Opinion15 min readArticle · 04

The 'listicle penalty' isn't about listicles

What everyone is calling Google's 'listicle penalty' isn't about format. It is about self-elevation without methodology — and the originator of the data has already said so.

Ibrahim Furkan Ozcelik · works on GEO and AI search

PublishedMay 30, 2026UpdatedJuly 7, 2026Sourceibrahimfurkanozcelik.com

Sometime between Lily Ray's February 3, 2026 Substack post and the April–May trade press recaps, a narrative hardened: Google penalized listicles. Search Engine Land wrote it. Search Engine Roundtable wrote it. Sword and the Script wrote it. Half a dozen SEO newsletters wrote it. The phrase 'self-promotional listicle penalty' became the working shorthand for what the December 2025 broad core update did to a particular kind of B2B SaaS content.

The narrative is wrong. Or, more precisely, the narrative is a flattened version of an argument the person who started it has since publicly walked back. Ray's own March 18 follow-up was explicit: 'comparison content can absolutely be a legitimate and useful content format when done thoughtfully and in moderation. The problem isn't the tactic itself; it's the scale.' Her May 13 piece went further: 'the tools themselves are not the problem, but the implementation can be.' The originator of the data is not in the trade-press position the trade press attributes to her.

Devesh Khanal at Grow and Convert reached the same conclusion on May 26 with a piece titled 'Self-Promotional Listicles Aren't the Problem.
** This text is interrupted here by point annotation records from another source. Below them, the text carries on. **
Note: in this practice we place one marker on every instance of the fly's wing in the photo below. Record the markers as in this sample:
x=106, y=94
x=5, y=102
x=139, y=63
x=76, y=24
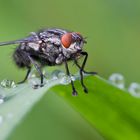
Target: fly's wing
x=25, y=40
x=12, y=42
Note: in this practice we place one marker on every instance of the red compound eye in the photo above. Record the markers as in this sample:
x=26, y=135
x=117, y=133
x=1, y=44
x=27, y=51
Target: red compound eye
x=66, y=40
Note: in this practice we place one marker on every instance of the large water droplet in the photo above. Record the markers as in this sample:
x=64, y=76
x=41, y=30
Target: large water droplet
x=118, y=80
x=134, y=89
x=8, y=83
x=65, y=80
x=34, y=79
x=10, y=115
x=57, y=74
x=1, y=120
x=1, y=100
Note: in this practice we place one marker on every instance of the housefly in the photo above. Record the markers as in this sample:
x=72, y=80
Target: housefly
x=50, y=47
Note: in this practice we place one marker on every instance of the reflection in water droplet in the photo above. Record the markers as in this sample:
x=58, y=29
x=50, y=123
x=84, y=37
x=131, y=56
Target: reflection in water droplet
x=65, y=80
x=73, y=78
x=10, y=115
x=8, y=83
x=1, y=119
x=1, y=101
x=118, y=80
x=34, y=79
x=134, y=89
x=57, y=74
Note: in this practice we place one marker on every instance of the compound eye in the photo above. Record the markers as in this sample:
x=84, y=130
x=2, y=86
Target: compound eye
x=66, y=40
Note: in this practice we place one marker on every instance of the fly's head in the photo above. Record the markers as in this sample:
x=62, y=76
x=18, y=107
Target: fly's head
x=72, y=43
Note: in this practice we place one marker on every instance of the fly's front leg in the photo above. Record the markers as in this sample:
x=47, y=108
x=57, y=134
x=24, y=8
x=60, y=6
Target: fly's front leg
x=38, y=69
x=74, y=92
x=82, y=70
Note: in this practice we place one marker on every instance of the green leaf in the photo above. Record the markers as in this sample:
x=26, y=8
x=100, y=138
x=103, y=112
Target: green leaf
x=113, y=112
x=20, y=100
x=106, y=109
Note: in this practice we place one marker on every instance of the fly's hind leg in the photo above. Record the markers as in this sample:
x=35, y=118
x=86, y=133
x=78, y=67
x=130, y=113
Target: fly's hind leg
x=38, y=69
x=27, y=74
x=82, y=70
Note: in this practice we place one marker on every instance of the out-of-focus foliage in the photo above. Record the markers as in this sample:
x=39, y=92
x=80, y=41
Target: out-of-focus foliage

Bad Content Is.' This essay starts from his thesis and pushes further, because the case has gotten more decisive than either Ray or Khanal has yet argued in public: there is a falsification test of the format hypothesis that nobody has applied, a technical counter-mechanism that nobody has engaged, and an existence proof for transparent self-promotion that has been hiding in plain sight for nine months. Together they make a stronger claim than 'listicles aren't the problem.' They make the claim: the signal Google is downweighting is unearned self-elevation, and the format is the scapegoat.

Quality · 00

High quality content in the age of AI: how methodology became the signal

For most of SEO's history, 'high quality content' meant comprehensive, well-researched, and authoritative. In the generative engine optimization era, high quality has acquired a methodological dimension: does the author explain how they arrived at their conclusion? Was it tested? By whom? On what dataset?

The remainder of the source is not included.